Let's start by calculating the speed at which light is traveling:
The speed of light, denoted as c, is approximately 3 x 10^8 meters per second or 300,000 km/s.
Now, we can use the Doppler effect equation for a moving source of light:
λ_observed = λ_emitted * (c + v) / (c - v)
where:
λ_observed = observed wavelength on Earth (200 nm)
λ_emitted = emitted wavelength by the spaceship (600 nm)
v = velocity of the spaceship
Plugging in the values:
200 nm = 600 nm * (3 x 10^8 m/s + v) / (3 x 10^8 m/s - v)
Next, we can solve for v. Let's start by cross-multiplying:
200 nm * (3 x 10^8 m/s - v) = 600 nm * (3 x 10^8 m/s + v)
Now, let's convert the wavelengths from nanometers to meters by dividing by 10^9:
(200 nm * 10^-9) * (3 x 10^8 m/s - v) = (600 nm * 10^-9) * (3 x 10^8 m/s + v)
Simplifying further:
(200 * 10^-9) * (3 x 10^8 - v) = (600 * 10^-9) * (3 x 10^8 + v)

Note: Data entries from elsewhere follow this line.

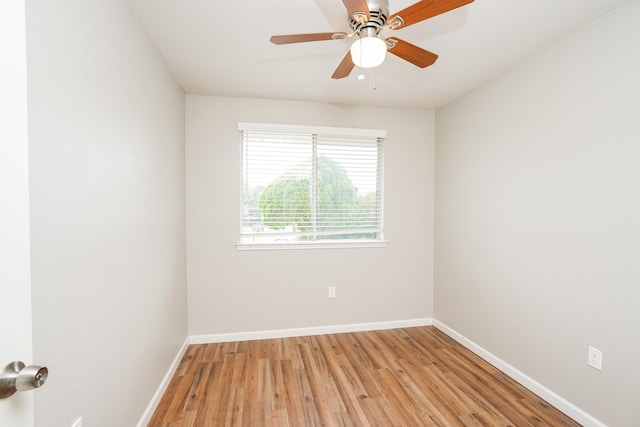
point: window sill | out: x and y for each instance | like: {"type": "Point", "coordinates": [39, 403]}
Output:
{"type": "Point", "coordinates": [309, 245]}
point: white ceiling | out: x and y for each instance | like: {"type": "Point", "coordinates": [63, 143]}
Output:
{"type": "Point", "coordinates": [216, 47]}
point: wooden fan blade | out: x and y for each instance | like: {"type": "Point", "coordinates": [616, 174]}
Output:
{"type": "Point", "coordinates": [345, 67]}
{"type": "Point", "coordinates": [424, 9]}
{"type": "Point", "coordinates": [358, 9]}
{"type": "Point", "coordinates": [311, 37]}
{"type": "Point", "coordinates": [412, 53]}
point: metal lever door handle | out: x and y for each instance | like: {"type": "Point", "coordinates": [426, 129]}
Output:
{"type": "Point", "coordinates": [18, 377]}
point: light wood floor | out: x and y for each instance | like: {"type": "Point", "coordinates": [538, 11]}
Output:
{"type": "Point", "coordinates": [401, 377]}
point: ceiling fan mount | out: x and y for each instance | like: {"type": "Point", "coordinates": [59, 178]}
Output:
{"type": "Point", "coordinates": [367, 18]}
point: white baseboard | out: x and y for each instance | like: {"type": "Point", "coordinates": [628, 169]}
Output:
{"type": "Point", "coordinates": [302, 332]}
{"type": "Point", "coordinates": [559, 402]}
{"type": "Point", "coordinates": [148, 413]}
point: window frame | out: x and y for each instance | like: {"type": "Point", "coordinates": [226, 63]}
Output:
{"type": "Point", "coordinates": [324, 131]}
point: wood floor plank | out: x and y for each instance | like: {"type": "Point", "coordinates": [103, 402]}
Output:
{"type": "Point", "coordinates": [401, 377]}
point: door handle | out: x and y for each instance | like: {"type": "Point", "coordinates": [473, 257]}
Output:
{"type": "Point", "coordinates": [18, 377]}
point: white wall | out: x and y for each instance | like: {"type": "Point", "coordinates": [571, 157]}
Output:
{"type": "Point", "coordinates": [15, 267]}
{"type": "Point", "coordinates": [232, 291]}
{"type": "Point", "coordinates": [106, 124]}
{"type": "Point", "coordinates": [537, 249]}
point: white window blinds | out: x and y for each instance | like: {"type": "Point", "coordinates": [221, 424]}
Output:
{"type": "Point", "coordinates": [302, 184]}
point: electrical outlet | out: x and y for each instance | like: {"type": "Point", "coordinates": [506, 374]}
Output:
{"type": "Point", "coordinates": [332, 291]}
{"type": "Point", "coordinates": [595, 358]}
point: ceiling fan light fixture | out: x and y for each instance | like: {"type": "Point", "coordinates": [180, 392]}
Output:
{"type": "Point", "coordinates": [368, 52]}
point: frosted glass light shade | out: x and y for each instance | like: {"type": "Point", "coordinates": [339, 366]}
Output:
{"type": "Point", "coordinates": [368, 52]}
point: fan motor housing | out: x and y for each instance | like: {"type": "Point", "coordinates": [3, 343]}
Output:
{"type": "Point", "coordinates": [378, 15]}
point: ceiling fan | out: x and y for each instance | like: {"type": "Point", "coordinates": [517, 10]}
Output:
{"type": "Point", "coordinates": [367, 19]}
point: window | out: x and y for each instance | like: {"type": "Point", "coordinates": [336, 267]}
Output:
{"type": "Point", "coordinates": [308, 187]}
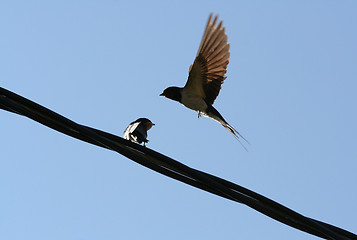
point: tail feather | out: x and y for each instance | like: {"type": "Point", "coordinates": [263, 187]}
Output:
{"type": "Point", "coordinates": [214, 114]}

Now, let's multiply the terms:
(200 * 10^-9) * (3 x 10^8) - (200 * 10^-9) * v = (600 * 10^-9) * (3 x 10^8) + (600 * 10^-9) * v
Simplifying even further:
600 * 10^-1 - (200 * 10^-9) * v = 1800 * 10^-1 + (600 * 10^-9) * v
Now, let's collect the v terms on one side of the equation:
(200 * 10^-9) * v + (600 * 10^-9) * v = 1800 * 10^-1 - 600 * 10^-1
Combining like terms:
(800 * 10^-9) * v = 1200 * 10^-1
Now, let's divide both sides of the equation by (800 * 10^-9) to isolate v:
v = (1200 * 10^-1) / (800 * 10^-9)
Simplifying:
v = 1.5 x 10^9 m/s
Therefore, the velocity of the spaceship is 1.5 x 10^9 meters per second.
b) When the spaceship passes the Earth at the speed calculated in part (a), the velocity is perpendicular to the line of sight from Earth. In this case, there would be no Doppler effect, and the frequency of light observed remains the same as the emitted frequency.
The frequency of light is related to the wavelength by the equation:
f = c / λ
where:
f = frequency
c = speed of light (3 x 10^8 m/s)
λ = wavelength (600 nm in this case)
Plugging in the values:
f = (3 x 10^8 m/s) / (600 nm * 10^-9)
Simplifying:
f = (3 x 10^8 m/s) / (600 * 10^-9)
f = 5 x 10^14 Hz
Therefore, when the spaceship is passing Earth, the frequency of light observed by Earth observers is 5 x 10^14 Hz.